MIT's official course catalog runs on what appears to be a CGI script. The technology dates back to the 1990s. You cannot search as you type. Everything feels slow. The popular student-built alternative, Hydrant, offers fast search but displays details for one course at a time. Neither tool works well for browsing or screening multiple options simultaneously. More importantly, both tools remain stubbornly human-centric in an age where LLMs should help us make better decisions.

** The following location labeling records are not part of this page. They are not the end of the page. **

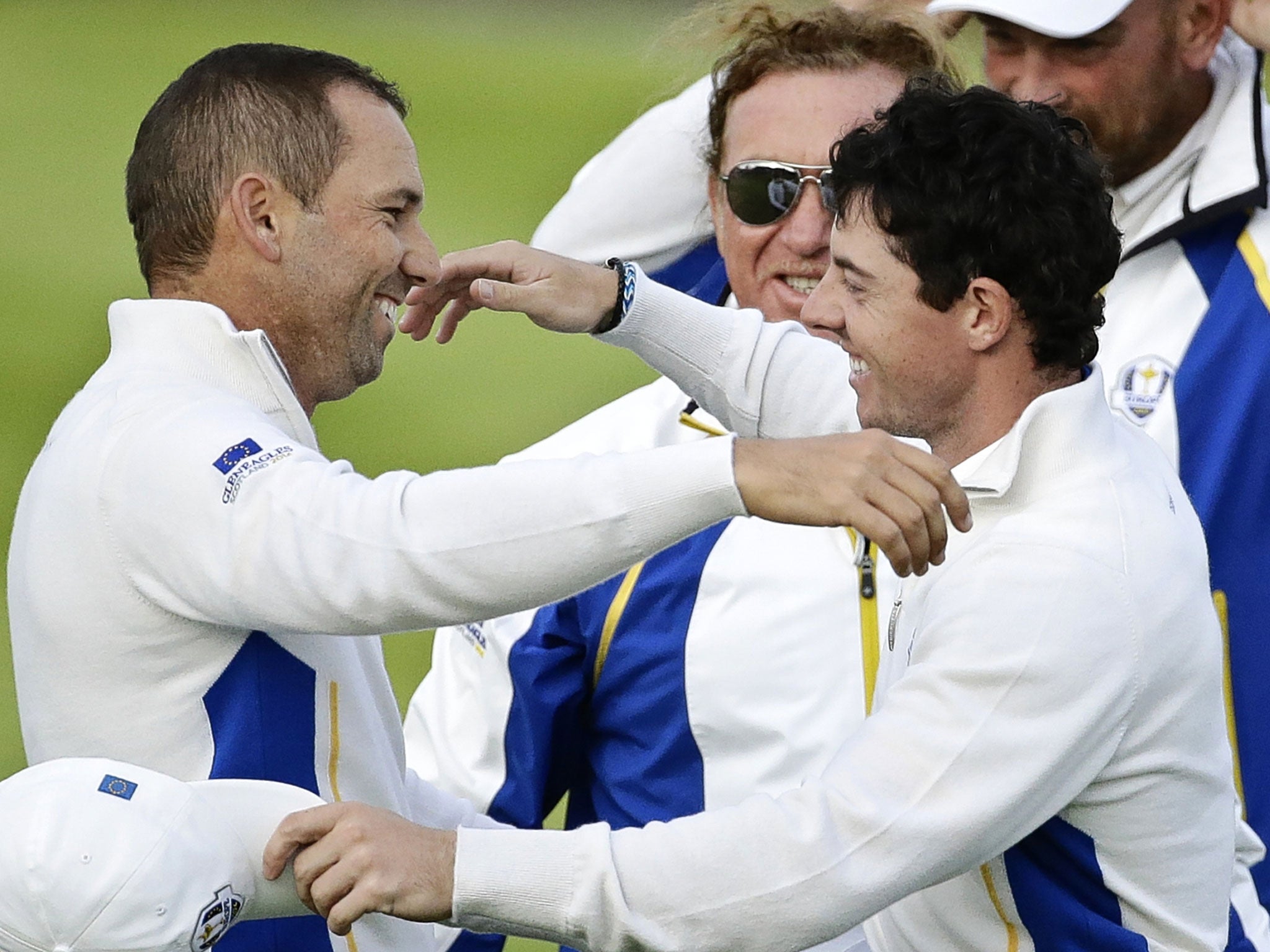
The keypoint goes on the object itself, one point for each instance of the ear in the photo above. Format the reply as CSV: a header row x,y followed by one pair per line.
x,y
255,203
987,314
1199,29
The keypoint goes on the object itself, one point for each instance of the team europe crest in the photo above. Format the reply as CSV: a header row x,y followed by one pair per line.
x,y
215,919
1140,387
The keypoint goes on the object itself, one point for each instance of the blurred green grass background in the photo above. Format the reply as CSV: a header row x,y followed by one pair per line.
x,y
508,100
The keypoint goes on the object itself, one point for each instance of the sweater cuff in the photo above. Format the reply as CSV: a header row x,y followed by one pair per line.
x,y
671,330
685,484
513,881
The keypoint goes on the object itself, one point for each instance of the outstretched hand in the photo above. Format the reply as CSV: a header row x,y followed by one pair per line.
x,y
889,490
352,858
558,294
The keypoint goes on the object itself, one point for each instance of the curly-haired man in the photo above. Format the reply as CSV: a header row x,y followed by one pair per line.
x,y
1047,765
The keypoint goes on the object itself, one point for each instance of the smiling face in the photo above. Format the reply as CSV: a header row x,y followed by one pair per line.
x,y
351,260
911,367
1128,82
793,118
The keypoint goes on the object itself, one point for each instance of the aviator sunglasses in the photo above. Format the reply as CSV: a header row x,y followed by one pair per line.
x,y
761,192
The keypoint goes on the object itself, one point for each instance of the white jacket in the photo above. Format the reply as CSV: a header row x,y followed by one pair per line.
x,y
734,663
1049,758
184,559
1185,351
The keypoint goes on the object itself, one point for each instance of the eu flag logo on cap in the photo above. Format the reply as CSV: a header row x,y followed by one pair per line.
x,y
117,787
235,455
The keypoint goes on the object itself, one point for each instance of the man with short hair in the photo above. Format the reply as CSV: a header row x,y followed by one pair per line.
x,y
1047,763
739,659
196,589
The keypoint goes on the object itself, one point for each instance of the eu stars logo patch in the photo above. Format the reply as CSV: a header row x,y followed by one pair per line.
x,y
235,455
117,787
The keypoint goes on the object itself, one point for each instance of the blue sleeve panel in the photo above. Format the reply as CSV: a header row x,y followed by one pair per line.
x,y
1223,428
621,747
262,718
700,273
642,762
1064,902
544,736
561,735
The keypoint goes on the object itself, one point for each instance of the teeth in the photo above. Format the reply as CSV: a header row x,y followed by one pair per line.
x,y
804,286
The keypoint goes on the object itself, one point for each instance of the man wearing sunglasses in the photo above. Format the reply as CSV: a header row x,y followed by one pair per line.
x,y
732,663
1048,765
1175,104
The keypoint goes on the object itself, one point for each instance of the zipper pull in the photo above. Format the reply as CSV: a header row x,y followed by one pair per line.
x,y
894,619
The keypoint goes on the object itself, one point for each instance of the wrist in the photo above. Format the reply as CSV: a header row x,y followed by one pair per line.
x,y
624,294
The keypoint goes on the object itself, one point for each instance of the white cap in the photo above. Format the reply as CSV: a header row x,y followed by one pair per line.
x,y
1062,19
99,855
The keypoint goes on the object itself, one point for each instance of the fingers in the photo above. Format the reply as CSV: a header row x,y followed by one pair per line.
x,y
893,493
902,535
939,475
925,512
295,832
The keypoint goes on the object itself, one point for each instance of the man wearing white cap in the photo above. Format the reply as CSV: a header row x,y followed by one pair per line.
x,y
193,587
102,855
1175,104
1047,764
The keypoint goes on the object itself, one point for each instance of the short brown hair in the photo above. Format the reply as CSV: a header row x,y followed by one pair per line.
x,y
825,40
248,107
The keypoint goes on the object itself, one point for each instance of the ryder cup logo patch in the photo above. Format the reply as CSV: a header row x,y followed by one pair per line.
x,y
215,919
1140,386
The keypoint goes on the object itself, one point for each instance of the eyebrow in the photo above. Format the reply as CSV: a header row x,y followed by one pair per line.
x,y
406,195
849,266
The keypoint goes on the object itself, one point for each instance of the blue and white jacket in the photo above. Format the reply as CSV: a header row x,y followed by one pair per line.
x,y
733,663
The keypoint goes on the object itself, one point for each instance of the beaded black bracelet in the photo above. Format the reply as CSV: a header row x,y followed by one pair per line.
x,y
625,295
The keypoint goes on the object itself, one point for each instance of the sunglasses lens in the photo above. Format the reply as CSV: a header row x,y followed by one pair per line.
x,y
761,195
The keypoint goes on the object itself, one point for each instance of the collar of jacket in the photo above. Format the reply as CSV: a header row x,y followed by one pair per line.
x,y
198,342
1231,170
1057,433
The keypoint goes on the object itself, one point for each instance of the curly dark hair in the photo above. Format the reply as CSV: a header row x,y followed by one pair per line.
x,y
974,184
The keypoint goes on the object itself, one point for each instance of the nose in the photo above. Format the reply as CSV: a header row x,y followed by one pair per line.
x,y
806,229
419,259
1028,76
821,318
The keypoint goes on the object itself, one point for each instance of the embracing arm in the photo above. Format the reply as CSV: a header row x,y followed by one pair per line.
x,y
303,544
915,798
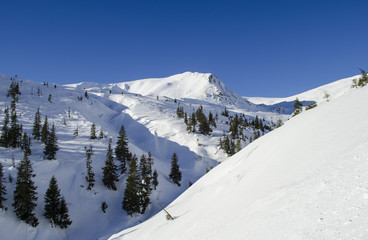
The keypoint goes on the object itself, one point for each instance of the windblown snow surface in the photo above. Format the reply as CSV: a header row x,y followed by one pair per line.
x,y
151,124
305,180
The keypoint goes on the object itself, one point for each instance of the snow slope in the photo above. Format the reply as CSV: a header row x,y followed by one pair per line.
x,y
334,90
89,222
305,180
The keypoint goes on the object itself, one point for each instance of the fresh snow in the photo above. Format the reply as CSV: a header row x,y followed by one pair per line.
x,y
147,108
305,180
318,95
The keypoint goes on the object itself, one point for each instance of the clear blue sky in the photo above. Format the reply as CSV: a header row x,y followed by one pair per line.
x,y
257,48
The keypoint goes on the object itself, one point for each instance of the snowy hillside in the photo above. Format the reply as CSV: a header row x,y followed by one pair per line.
x,y
318,95
151,124
305,180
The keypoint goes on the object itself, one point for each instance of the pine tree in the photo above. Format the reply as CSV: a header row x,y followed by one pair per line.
x,y
25,193
4,139
297,107
155,179
63,221
93,131
45,131
145,183
204,126
110,175
15,131
52,201
131,201
36,132
90,178
121,150
76,131
101,134
51,146
175,174
56,210
2,188
26,144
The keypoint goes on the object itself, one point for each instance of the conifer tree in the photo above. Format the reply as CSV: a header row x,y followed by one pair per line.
x,y
131,201
90,178
2,187
36,132
145,183
56,210
15,131
204,126
175,173
51,146
121,150
45,130
93,131
297,107
52,201
110,175
25,193
211,120
64,220
155,179
4,139
26,144
101,134
76,131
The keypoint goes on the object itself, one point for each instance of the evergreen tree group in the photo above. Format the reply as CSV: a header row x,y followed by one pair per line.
x,y
25,194
110,175
121,150
140,182
2,187
56,210
90,178
51,146
36,132
175,173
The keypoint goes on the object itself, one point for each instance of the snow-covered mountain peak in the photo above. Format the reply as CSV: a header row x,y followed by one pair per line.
x,y
188,85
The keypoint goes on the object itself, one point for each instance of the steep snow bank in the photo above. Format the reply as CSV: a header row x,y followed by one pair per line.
x,y
305,180
334,90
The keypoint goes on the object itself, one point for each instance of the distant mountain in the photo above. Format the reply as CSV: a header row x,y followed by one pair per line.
x,y
305,180
148,109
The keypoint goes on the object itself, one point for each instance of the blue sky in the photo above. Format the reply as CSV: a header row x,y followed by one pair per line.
x,y
257,48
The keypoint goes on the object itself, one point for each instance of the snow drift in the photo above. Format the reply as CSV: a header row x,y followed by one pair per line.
x,y
305,180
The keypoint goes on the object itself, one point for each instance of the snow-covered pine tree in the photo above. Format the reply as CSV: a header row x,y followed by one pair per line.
x,y
56,210
76,131
4,138
52,201
145,183
2,187
25,193
26,144
131,201
15,130
45,130
93,131
90,178
204,126
122,150
297,107
154,179
51,146
175,174
110,175
63,220
36,132
101,134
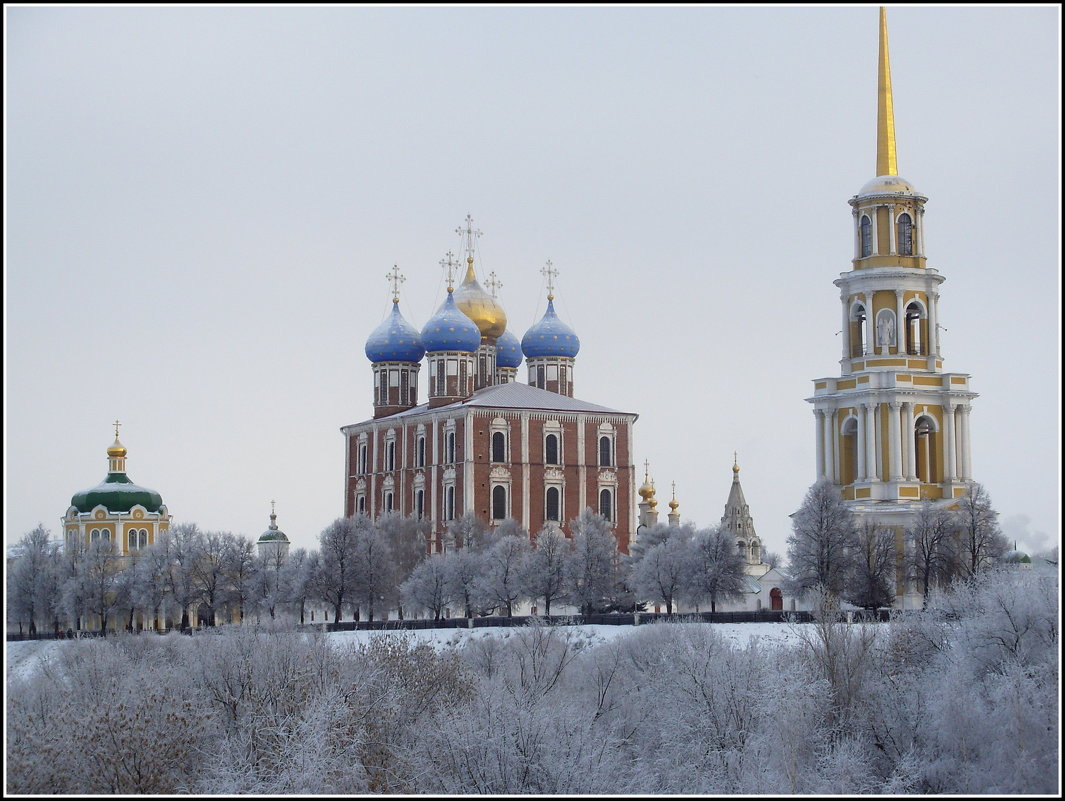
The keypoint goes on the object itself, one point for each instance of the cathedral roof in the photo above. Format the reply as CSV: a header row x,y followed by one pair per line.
x,y
449,329
116,493
394,340
514,395
550,337
508,352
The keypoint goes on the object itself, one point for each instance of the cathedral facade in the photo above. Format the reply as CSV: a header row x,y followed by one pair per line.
x,y
484,442
893,429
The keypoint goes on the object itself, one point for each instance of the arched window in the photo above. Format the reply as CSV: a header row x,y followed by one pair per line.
x,y
606,457
551,450
606,504
857,330
924,450
914,316
905,235
553,504
849,452
498,503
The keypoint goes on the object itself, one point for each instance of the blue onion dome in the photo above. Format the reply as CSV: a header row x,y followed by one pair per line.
x,y
449,329
394,340
550,337
508,350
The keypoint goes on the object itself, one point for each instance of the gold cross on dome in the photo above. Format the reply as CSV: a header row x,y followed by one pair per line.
x,y
449,264
395,279
471,234
551,274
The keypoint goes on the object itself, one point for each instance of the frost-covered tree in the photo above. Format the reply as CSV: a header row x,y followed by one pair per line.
x,y
501,581
980,539
242,575
334,581
101,583
715,568
542,570
427,587
821,544
181,546
659,572
931,558
871,583
210,571
408,542
589,566
33,579
297,573
464,568
374,568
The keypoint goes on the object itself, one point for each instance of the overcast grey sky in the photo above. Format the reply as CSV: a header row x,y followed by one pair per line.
x,y
202,202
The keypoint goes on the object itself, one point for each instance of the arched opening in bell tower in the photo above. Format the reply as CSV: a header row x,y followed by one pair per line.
x,y
924,444
905,233
849,452
858,343
915,342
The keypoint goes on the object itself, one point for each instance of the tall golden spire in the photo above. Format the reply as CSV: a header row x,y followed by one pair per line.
x,y
885,114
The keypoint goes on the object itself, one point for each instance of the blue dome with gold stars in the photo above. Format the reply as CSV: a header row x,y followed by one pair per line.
x,y
508,350
449,329
550,337
394,340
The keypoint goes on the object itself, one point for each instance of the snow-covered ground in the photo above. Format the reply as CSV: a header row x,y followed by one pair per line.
x,y
23,658
739,634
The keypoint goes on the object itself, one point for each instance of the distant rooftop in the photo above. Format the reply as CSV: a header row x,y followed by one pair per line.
x,y
513,395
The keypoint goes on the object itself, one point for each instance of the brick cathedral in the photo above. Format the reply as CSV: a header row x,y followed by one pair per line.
x,y
482,441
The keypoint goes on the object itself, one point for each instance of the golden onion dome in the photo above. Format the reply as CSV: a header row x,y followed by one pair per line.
x,y
479,306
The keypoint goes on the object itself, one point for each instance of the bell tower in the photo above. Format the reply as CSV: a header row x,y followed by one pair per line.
x,y
894,428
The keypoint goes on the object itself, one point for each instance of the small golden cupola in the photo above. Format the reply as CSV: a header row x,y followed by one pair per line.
x,y
888,211
472,298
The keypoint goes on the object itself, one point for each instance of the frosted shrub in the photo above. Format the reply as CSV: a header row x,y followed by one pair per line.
x,y
100,721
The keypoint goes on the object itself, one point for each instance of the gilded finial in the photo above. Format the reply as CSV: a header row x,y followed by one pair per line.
x,y
885,114
395,280
471,238
449,264
551,274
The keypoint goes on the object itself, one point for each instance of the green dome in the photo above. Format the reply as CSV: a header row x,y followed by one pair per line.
x,y
117,493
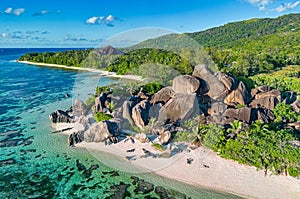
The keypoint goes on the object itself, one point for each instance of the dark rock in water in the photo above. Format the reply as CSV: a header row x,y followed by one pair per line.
x,y
186,84
94,167
161,192
168,194
119,191
60,116
87,173
100,132
27,142
79,108
7,162
162,96
134,180
100,102
9,143
140,114
27,151
80,166
111,173
127,111
143,187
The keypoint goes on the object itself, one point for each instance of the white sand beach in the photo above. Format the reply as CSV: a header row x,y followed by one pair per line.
x,y
207,170
93,70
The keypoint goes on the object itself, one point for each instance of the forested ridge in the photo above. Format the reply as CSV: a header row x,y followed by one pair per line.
x,y
257,51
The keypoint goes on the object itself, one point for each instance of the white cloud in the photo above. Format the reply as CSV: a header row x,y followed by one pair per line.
x,y
8,10
102,20
18,11
260,2
93,20
4,35
70,38
287,6
41,13
109,18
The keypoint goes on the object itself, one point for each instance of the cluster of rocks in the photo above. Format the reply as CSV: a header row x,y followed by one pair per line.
x,y
219,97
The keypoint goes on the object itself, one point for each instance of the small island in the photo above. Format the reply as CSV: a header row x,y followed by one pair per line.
x,y
223,116
194,127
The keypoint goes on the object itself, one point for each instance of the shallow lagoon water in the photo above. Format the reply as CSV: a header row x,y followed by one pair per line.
x,y
36,163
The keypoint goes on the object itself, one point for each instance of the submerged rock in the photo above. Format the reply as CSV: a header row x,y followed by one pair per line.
x,y
100,132
60,116
140,114
80,108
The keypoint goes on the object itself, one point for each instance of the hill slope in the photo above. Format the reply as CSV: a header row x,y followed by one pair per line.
x,y
243,48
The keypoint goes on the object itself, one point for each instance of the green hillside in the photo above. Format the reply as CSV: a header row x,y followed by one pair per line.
x,y
244,48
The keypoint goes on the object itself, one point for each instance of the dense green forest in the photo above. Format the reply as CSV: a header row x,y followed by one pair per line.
x,y
126,63
257,51
67,58
244,48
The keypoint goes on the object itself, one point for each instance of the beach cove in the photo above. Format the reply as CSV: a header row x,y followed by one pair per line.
x,y
35,162
207,170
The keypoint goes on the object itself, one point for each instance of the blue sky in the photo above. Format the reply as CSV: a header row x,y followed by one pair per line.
x,y
90,23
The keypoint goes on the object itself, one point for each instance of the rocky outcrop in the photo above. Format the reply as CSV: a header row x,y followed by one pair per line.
x,y
266,102
127,110
228,80
154,110
101,102
100,132
60,116
271,93
162,96
142,137
217,108
140,114
289,97
180,107
186,84
164,137
80,108
216,89
238,96
244,114
296,106
247,115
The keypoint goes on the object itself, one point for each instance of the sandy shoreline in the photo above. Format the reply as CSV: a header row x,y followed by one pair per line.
x,y
101,72
207,169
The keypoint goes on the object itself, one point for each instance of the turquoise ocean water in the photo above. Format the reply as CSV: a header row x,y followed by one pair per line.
x,y
34,163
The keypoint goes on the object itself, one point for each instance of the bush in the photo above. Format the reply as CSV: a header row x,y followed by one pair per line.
x,y
151,88
294,172
99,116
284,112
213,135
158,146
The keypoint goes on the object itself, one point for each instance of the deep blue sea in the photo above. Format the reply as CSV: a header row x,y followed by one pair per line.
x,y
35,163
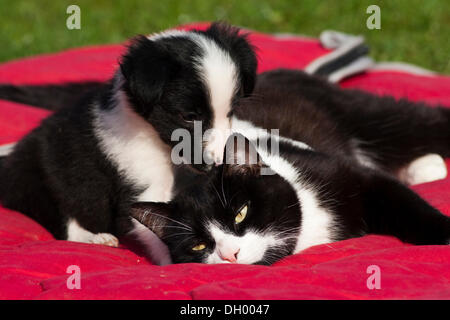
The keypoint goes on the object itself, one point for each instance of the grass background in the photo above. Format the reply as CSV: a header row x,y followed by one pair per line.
x,y
415,31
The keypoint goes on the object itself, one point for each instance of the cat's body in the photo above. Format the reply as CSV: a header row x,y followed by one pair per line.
x,y
341,153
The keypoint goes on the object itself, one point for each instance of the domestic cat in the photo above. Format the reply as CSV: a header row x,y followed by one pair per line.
x,y
339,173
80,170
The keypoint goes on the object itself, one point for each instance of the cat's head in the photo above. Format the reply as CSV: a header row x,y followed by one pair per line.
x,y
233,214
176,79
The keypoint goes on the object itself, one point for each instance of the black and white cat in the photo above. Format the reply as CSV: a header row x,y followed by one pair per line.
x,y
79,171
341,156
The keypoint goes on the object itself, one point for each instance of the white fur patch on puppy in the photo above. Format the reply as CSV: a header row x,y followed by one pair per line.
x,y
77,233
428,168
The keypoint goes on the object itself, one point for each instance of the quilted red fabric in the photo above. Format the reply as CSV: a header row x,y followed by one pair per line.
x,y
33,265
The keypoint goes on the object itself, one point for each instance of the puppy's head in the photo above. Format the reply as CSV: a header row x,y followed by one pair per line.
x,y
190,80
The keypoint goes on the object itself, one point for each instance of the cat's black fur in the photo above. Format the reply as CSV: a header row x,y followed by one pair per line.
x,y
59,170
339,125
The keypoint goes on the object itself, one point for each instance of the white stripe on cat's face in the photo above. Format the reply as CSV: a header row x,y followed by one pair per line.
x,y
247,249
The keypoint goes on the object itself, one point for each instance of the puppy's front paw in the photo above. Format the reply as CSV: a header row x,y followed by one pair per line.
x,y
105,239
430,167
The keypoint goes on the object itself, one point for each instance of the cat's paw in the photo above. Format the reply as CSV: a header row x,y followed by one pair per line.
x,y
105,239
430,167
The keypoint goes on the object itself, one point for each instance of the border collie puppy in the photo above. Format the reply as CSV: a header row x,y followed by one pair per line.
x,y
344,159
79,171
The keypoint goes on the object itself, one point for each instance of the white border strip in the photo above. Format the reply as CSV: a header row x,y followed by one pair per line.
x,y
402,67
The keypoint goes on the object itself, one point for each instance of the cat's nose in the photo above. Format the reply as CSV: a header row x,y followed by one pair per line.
x,y
229,255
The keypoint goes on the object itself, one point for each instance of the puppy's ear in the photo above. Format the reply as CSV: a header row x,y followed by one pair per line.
x,y
146,67
153,215
241,157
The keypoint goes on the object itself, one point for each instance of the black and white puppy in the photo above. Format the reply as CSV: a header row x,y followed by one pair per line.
x,y
80,170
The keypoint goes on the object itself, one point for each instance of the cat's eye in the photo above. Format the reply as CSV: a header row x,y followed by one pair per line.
x,y
199,247
241,214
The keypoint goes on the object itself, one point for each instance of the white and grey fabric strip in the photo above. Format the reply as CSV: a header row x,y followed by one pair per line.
x,y
349,57
6,149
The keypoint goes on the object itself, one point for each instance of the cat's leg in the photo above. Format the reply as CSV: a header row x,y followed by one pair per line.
x,y
391,208
78,234
401,137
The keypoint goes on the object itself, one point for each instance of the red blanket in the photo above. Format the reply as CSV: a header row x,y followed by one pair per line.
x,y
33,265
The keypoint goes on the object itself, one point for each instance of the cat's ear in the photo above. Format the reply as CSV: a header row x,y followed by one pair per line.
x,y
153,215
241,156
146,67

It's time for a hackathon!

I built Courseek to solve this problem while testing how far I could push AI-assisted development. GitHub Copilot had become an expensive alternative to autocompleting functions and generating boilerplate. Could I go all in on vibe-coding this time? In addition, I want to test whether LLM can successfully use my personal (Un)framework. It would be nice to break the React + Tailwind duopoly.

Spoiler alert: it works!

Proof of Concept

MIT's course catalog contains around 2.3k courses. I scraped them from MIT Course Picker with an embarrassingly simple script:

[... document . querySelectorAll ( ".course-name" )] . map (( e ) => e . closest ( ".course-lens" )) . map (( d ) => ({ title: d . querySelector ( ".course-name" )?. textContent , description: d . querySelector ( ".course-description" )?. textContent , semester: d . querySelector ( ".course-semester" )?. textContent , prereq: d . querySelector ( `[data-ex-content=".prereqs"]` )?. textContent , instructor: d . querySelector ( ".course-instructor" )?. textContent , units: d . querySelector ( `[data-ex-content=".units"]` )?. textContent , level: d . querySelector ( `[data-ex-content=".level"]` )?. textContent , }));

The script outputs a JSON array in the console, which I copied and counted the tokens using OpenAI's tokenizer - 343k token for the entire catalog! The count feels high but JSON is more verbose than plain text and several metadata fields are irrelevant for LLM use, so we have essentially established an upper bound. Given that modern LLMs handle million-token contexts easily, I could feed the entire dataset as context for LLM to guide me through course discovery.